Staff Spotlight: Ibrahim Zahda

English Teacher


Many people who come to the Excellence Center with the goal of volunteering to teach English are curious about the teachers.

We thought it would be a good idea to sit down with one of the English teachers at the Excellence Center and ask him a little bit about himself, in order to give those thinking about studying at the Excellence Center a chance to learn a little bit more about the teachers they will encounter and work with in Hebron.

Meet Ibrahim Zahda, who started teaching at the Excellence Center as an English teacher 3 years ago.

What’s your daily routine like?

I split my time between the Excellence Center and a local public school. I’m an English teacher at both locations. Once I finish at the public school, then I head over to the Excellence Center.

How do you like working with Palestinian students?

I really like working with them. These kids have something to tell the world. I want to give them the tools they need to deliver our message to the world. That message is simply that we are here and we believe in nonviolent resistance to the Israeli occupation.

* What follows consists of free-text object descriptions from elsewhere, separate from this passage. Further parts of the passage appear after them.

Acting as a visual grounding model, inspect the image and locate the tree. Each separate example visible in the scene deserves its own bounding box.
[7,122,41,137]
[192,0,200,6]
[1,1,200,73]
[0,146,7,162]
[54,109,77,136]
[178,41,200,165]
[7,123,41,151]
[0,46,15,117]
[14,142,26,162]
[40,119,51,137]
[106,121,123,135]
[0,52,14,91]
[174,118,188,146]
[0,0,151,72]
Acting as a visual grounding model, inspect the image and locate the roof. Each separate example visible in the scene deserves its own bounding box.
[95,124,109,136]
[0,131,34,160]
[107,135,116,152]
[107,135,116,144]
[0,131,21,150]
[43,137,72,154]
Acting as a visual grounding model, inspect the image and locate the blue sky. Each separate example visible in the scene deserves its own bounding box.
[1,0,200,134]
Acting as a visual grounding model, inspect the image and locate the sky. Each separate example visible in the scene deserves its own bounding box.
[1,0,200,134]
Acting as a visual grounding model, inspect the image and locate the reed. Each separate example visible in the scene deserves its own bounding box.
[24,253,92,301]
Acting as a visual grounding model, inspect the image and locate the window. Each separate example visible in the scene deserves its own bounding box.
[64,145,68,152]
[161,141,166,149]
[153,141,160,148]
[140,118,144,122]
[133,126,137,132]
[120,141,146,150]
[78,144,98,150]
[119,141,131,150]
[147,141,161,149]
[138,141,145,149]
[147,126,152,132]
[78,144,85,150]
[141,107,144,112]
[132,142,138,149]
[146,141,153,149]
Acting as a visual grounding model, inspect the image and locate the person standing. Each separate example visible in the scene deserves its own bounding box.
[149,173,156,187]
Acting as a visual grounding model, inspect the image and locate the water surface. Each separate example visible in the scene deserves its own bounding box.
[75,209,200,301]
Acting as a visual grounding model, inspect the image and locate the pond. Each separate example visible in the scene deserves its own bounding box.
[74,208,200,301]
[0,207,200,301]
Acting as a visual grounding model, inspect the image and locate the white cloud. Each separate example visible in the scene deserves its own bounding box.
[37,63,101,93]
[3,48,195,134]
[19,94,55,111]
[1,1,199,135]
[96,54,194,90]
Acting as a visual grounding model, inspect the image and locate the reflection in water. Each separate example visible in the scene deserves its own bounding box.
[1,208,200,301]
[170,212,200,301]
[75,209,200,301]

How about foreign volunteers?

They help me a lot as teaching assistants. The help they provide basically falls under several levels. First, they empower the idea of volunteering to the students. Second, they help the students with their pronunciation and expose them to the way English is spoken by native speakers.

The cultural aspect of their presence is also important. Volunteers come from all over the world and bring new ideas and concepts to us. It helps the students learn about the ways other people think about problems and give them new perspectives with which to face their challenges. It’s not just the students, teachers also learn in this way from the volunteers.

What’s it like working with Marwa, Khitam, and the other staff members?

The working relationships at the Excellence Center are really great, everyone is kind and everyone is eager to help each other out. The people I work with feel more like family than coworkers.

What do you like to do when you’re not working?

You'll mostly find me playing football and computer games, I’m actually addicted to computer games (laughter).

What do you wish foreign volunteers knew before coming to Hebron?

I think the administration has provided a lot of good information for future and potential volunteers on their website. I would urge them (the volunteers) to learn about the center and its mission.

Most of the volunteers I’ve worked with have had a good idea of that part. Learning about the Palestinian culture beforehand would also be helpful.

What do you think are the biggest challenges for Palestinians trying to learn English?

There is this stereotype that English is an impossible language to learn. That really puts the students at a disadvantage so I try to break that stereotype and tell them that English is just like any other language. It is fun and can be learned.

Another challenge is that public schools in Palestine tend to focus on traditional teaching methods. In fact, newer methods which teach English in a practical way are needed. This is what the center is for, it emphasizes the students' speaking and listening abilities so that they can use English in the real world.